We can now take the recommendations to heart and reduce the number of dimensions before feeding the data into the t-SNE algorithm. We’ll use PCA again for this. We will first create a new data set containing the fifty dimensions generated by the PCA reduction algorithm. Then, we can use this dataset to perform the t-SNE.

```
pca_50 = PCA(n_components=50)
pca_result_50 = pca_50.fit_transform(data_subset)
print('Cumulative explained variation for 50 principal components: {}'.format(np.sum(pca_50.explained_variance_ratio_)))
[out] Cumulative explained variation for 50 principal components: 0.8267618822147329
```

The first 50 components hold around 85 percent of the total variation in the data.
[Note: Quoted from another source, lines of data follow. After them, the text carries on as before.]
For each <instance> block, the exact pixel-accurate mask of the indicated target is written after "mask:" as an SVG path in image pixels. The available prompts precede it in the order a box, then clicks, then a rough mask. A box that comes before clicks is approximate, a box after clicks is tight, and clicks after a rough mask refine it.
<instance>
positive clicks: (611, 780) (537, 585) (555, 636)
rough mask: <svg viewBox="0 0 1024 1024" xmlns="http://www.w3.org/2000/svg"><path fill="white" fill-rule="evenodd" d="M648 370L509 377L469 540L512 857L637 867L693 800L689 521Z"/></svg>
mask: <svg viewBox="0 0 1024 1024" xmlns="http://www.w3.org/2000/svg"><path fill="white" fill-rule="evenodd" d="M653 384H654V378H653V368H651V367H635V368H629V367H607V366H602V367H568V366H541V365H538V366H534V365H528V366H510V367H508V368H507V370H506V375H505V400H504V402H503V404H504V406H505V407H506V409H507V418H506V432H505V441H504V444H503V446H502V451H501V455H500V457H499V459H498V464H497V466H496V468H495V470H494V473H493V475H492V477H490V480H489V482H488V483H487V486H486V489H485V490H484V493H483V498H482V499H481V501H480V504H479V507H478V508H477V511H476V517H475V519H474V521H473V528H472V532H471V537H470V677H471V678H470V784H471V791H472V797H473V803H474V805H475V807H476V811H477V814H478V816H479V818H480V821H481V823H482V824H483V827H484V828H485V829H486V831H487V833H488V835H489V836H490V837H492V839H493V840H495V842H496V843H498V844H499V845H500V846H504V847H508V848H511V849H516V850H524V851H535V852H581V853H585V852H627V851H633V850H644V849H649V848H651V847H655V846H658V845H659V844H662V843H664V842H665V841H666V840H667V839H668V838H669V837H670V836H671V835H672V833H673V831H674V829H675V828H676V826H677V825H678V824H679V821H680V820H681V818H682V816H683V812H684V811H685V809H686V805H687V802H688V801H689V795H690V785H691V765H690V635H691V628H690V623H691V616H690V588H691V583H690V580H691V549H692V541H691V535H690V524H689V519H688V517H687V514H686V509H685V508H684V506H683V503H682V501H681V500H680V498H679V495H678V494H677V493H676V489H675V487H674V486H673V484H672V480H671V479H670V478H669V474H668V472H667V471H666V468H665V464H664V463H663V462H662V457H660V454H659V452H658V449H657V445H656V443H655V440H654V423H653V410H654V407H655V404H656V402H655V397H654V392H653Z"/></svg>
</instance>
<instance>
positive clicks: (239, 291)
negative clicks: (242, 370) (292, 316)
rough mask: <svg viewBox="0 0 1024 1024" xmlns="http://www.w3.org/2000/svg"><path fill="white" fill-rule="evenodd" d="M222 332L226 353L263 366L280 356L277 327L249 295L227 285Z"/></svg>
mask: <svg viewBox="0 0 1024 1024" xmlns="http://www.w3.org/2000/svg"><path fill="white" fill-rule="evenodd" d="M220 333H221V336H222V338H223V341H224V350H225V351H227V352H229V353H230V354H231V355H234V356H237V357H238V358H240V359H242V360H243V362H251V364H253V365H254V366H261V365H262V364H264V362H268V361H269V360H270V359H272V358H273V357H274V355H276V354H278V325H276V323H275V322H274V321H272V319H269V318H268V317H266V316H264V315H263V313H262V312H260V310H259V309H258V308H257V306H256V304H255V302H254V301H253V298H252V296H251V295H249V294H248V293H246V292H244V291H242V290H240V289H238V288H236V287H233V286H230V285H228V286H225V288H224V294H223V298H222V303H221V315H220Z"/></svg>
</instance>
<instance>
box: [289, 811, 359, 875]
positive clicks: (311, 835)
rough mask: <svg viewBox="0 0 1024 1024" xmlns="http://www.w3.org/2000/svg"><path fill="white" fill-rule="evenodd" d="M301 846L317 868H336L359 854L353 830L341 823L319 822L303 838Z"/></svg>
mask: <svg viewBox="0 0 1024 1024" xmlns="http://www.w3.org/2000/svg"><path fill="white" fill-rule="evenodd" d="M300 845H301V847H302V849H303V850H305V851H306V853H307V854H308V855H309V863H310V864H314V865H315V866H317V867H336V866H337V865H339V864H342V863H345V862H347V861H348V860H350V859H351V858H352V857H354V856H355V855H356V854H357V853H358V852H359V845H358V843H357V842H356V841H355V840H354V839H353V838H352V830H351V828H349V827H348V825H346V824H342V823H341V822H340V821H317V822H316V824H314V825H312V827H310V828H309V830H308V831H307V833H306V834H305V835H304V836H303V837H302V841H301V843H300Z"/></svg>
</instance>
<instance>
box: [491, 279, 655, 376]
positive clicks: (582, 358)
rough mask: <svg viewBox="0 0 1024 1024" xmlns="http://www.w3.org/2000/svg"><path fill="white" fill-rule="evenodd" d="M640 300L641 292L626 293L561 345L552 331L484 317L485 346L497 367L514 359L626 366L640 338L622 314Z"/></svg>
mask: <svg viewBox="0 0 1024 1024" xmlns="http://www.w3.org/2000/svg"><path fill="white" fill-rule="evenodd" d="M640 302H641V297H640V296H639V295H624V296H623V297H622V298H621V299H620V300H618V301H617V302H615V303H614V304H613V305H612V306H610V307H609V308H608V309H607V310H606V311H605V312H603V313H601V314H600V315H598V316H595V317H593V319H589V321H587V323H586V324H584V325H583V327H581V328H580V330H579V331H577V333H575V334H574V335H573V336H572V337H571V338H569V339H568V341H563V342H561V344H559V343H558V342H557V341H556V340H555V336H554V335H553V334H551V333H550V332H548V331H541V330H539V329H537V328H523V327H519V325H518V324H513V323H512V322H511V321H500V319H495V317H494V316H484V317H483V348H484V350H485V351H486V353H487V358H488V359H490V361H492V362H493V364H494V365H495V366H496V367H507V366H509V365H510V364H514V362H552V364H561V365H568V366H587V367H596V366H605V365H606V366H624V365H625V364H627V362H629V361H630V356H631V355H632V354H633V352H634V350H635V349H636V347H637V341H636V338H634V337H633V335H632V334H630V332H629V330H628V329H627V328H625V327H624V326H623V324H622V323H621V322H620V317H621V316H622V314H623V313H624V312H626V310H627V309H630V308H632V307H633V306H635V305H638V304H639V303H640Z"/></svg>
Now, we can feed this data into the t-SNE algorithm. This time, we’ll use 10,000 samples out of the 70,000 to make sure the algorithm does not take up too much memory and CPU.

```
time_start = time.time()
tsne = TSNE(n_components=2, verbose=0, perplexity=40, n_iter=300)
tsne_pca_results = tsne.fit_transform(pca_result_50)
print('t-SNE done! Time elapsed: {} seconds'.format(time.time()-time_start))
[out] t-SNE done! Time elapsed: 42.01495909690857 seconds
```

And for the visualization:

```
df_subset['tsne-pca50-one'] = tsne_pca_results[:,0]
df_subset['tsne-pca50-two'] = tsne_pca_results[:,1]
plt.figure(figsize=(16,4))
ax1 = plt.subplot(1, 3, 1)
sns.scatterplot(
x="pca-one", y="pca-two",
hue="y",
palette=sns.color_palette("hls", 10),
data=df_subset,
legend="full",
alpha=0.3,
ax=ax1
)
ax2 = plt.subplot(1, 3, 2)
sns.scatterplot(
x="tsne-2d-one", y="tsne-2d-two",
hue="y",
palette=sns.color_palette("hls", 10),
data=df_subset,
legend="full",
alpha=0.3,
ax=ax2
)
ax3 = plt.subplot(1, 3, 3)
sns.scatterplot(
x="tsne-pca50-one", y="tsne-pca50-two",
hue="y",
palette=sns.color_palette("hls", 10),
data=df_subset,
legend="full",
alpha=0.3,
ax=ax3
)
```

It produces the following plot:

From this plot, you’ll notice how all the samples are spaced apart and grouped together with their respective digits. This could be a great starting point to then use a clustering algorithm to try to identify the clusters. Or you can use these two dimensions as inputs to another algorithm like a neural network.